Apple has been criticized in the past for not offering any devices that run on the nation’s fastest networks, a criticism that it answered with the 4G LTE-capable iPad it unveiled on Wednesday. But many people may not know that the iPhone 4S is capable of running on AT&T’s HSPA+ network — a technology that AT&T and T-Mobile both use to advertise their “4G” devices. HSPA+ is essentially 3G technology that’s been enhanced to run speeds close to those of 4G networks, but still runs slower than either LTE or WiMax.

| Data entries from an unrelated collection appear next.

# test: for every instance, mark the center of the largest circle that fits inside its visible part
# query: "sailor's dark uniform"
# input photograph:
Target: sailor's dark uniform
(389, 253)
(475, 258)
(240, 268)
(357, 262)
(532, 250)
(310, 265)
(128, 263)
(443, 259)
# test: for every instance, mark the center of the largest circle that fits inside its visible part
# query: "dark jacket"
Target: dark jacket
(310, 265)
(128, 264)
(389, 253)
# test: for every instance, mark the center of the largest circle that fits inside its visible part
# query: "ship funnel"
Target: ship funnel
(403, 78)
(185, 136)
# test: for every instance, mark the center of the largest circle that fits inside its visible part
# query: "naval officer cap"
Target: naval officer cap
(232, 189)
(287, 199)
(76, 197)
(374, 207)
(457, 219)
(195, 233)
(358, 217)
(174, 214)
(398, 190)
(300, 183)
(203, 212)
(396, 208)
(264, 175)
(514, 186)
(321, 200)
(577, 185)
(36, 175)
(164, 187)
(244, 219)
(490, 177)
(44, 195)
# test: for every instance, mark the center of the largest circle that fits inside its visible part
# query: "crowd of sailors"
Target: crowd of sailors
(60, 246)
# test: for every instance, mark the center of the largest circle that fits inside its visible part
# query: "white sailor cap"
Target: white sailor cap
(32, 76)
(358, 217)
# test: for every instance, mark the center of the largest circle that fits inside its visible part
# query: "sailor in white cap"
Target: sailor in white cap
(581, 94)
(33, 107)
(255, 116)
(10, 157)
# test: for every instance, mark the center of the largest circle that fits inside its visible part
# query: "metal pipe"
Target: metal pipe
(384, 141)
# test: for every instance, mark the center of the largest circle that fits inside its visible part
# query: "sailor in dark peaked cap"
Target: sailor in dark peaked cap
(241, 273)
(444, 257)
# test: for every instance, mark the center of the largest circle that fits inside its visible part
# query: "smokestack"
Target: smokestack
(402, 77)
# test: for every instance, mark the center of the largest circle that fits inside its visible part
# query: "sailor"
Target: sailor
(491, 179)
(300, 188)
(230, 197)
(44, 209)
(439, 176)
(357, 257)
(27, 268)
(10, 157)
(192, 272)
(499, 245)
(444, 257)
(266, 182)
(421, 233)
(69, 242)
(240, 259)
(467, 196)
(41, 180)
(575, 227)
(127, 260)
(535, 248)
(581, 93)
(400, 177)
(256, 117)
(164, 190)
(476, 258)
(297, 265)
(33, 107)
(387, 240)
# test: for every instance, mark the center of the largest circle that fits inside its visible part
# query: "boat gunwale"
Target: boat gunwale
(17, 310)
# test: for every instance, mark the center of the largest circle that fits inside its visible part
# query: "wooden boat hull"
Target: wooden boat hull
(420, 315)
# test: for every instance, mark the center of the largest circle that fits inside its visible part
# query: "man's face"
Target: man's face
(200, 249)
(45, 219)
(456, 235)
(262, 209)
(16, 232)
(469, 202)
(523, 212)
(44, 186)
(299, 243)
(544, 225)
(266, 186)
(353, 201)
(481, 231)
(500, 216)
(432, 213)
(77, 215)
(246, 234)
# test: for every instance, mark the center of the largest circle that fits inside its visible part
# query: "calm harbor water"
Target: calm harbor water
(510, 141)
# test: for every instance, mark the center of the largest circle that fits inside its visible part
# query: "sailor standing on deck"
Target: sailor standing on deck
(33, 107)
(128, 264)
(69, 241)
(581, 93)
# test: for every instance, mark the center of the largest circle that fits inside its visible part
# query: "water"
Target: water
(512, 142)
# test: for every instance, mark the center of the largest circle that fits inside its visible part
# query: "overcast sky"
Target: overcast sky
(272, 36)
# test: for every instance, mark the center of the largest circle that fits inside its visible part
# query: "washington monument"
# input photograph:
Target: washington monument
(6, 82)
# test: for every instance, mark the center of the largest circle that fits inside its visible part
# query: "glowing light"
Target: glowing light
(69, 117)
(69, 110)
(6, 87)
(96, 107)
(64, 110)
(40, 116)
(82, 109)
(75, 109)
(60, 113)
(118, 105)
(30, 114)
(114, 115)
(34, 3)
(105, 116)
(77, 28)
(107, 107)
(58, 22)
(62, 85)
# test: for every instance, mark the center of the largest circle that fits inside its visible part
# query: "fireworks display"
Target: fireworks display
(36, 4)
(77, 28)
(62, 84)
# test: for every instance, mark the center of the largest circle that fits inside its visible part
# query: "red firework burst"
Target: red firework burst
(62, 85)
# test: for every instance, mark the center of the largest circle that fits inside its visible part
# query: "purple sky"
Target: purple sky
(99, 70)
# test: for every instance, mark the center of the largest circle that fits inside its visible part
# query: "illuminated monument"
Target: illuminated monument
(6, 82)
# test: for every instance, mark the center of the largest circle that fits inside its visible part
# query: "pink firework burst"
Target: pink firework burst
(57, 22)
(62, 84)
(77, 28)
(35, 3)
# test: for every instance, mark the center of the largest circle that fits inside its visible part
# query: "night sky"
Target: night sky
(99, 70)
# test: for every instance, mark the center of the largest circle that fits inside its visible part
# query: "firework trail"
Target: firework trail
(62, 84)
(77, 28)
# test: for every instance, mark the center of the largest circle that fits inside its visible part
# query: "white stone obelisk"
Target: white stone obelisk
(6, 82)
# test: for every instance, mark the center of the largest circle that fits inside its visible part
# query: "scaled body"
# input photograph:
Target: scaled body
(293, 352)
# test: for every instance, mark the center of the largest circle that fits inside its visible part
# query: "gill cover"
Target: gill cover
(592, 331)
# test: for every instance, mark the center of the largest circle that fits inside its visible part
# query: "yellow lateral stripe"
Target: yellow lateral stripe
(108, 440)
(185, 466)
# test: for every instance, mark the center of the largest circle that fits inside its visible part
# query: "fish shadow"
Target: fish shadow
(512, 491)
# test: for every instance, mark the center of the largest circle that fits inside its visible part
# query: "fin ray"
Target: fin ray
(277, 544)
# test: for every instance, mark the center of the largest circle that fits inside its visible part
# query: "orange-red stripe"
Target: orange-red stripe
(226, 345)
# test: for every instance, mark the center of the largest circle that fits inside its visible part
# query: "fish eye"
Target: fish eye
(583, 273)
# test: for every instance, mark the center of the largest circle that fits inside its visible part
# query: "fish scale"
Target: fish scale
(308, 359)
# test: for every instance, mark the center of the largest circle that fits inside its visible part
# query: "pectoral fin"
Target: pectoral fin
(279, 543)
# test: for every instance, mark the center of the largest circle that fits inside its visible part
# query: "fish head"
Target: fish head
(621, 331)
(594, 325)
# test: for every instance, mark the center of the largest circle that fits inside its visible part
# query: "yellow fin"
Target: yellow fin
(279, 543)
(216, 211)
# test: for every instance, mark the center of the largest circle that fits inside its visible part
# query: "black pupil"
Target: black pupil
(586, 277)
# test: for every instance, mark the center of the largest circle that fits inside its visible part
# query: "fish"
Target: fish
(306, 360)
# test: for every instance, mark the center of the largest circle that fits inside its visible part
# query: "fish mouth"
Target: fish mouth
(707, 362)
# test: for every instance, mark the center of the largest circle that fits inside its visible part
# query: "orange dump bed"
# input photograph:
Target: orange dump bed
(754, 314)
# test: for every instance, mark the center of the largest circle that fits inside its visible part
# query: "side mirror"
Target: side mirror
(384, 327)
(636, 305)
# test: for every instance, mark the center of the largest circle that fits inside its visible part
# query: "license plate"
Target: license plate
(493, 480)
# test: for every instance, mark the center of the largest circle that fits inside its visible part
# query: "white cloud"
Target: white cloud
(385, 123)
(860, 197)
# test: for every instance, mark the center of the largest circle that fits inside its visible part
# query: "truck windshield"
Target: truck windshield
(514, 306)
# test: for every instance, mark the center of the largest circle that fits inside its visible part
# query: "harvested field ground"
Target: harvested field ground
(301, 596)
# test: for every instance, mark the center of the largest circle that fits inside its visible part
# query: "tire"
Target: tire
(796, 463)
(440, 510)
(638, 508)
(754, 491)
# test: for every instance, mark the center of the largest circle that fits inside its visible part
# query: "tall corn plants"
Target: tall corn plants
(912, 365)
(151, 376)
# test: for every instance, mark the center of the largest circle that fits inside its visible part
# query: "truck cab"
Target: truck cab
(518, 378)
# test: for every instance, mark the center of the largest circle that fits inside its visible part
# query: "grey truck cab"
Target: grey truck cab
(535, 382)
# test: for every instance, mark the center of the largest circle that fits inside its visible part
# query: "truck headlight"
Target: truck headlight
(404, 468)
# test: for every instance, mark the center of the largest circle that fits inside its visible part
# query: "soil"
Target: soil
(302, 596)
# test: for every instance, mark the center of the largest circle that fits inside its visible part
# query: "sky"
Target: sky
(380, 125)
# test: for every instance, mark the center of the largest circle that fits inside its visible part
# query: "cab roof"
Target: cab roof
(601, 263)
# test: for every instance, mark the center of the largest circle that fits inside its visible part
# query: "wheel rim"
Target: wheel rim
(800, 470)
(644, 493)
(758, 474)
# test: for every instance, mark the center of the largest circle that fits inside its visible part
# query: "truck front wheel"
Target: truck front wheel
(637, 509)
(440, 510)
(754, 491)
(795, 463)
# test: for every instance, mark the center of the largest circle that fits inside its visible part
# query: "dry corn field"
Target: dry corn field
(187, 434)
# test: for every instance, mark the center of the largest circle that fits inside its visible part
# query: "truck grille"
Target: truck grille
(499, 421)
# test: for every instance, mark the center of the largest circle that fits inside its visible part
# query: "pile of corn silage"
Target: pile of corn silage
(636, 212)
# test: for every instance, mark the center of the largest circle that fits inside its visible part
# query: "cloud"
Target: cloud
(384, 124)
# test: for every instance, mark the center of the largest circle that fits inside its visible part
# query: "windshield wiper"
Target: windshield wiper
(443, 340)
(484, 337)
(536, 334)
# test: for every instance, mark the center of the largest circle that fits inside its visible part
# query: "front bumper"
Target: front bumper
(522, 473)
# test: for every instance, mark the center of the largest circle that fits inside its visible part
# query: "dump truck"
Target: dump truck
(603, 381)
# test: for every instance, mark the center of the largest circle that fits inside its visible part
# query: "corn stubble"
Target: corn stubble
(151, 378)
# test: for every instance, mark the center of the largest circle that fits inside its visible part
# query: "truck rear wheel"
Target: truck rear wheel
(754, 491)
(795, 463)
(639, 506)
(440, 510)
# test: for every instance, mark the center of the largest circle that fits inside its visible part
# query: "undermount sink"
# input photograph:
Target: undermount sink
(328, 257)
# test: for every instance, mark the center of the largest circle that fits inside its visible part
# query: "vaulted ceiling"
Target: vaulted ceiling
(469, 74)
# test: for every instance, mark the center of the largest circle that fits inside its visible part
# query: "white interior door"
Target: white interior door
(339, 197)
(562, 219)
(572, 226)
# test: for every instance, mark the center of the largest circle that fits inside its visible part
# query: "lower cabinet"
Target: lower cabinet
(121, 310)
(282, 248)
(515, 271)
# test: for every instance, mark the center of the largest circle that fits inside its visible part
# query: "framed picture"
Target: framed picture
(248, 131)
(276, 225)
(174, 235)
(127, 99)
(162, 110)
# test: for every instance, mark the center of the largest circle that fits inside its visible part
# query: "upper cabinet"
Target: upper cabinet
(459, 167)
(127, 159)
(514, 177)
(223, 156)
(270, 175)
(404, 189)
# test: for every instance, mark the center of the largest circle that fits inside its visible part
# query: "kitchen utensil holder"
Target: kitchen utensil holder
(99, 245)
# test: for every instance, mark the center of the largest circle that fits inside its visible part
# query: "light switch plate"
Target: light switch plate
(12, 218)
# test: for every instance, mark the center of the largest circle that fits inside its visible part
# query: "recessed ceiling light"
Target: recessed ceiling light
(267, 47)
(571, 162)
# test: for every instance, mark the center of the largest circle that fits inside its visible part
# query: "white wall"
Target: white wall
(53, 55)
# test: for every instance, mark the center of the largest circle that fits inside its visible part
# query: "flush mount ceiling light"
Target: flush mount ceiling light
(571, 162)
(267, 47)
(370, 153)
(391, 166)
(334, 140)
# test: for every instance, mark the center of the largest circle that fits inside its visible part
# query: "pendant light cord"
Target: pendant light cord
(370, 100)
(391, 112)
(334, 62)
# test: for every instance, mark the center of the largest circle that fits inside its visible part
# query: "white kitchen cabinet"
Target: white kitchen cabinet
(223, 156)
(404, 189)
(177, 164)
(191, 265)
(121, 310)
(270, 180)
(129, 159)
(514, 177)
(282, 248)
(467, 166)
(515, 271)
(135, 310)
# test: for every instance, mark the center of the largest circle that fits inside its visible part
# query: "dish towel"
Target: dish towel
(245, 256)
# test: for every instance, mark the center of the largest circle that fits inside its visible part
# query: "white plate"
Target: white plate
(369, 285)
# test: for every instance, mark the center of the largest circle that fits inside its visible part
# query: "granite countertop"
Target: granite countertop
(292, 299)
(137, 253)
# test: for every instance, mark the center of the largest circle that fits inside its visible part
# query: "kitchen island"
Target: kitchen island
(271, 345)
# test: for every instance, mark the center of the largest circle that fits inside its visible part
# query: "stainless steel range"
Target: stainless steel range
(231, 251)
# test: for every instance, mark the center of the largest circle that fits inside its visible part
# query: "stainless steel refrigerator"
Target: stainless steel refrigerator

The new label likely raised questions for AT&T customers who were affected by the carrier’s latest tweaks to its unlimited plan. The changes stipulate that 4G LTE customers will have their data speeds slowed down after they hit a 5 GB limit for the month; all other customers will see slower speeds after 3GB per month.
AT&T spokesman Mark Siegel confirmed in an e-mail that the iPhone 4S falls into the second category.
There’s actually a lot of debate as to what, exactly constitutes 4G since the International Telecommunications Union relaxed its definition in Dec. 2010. Before then, none of the technologies in the United States — LTE, WiMax or HSPA+ — were considered fourth-generation cell networks. Now, they are.
All this probably doesn’t matter a lot to consumers who just want their phones to load Web pages quickly, but it was still probably surprising for iPhone customers to suddenly see their phones converted to 4G devices overnight.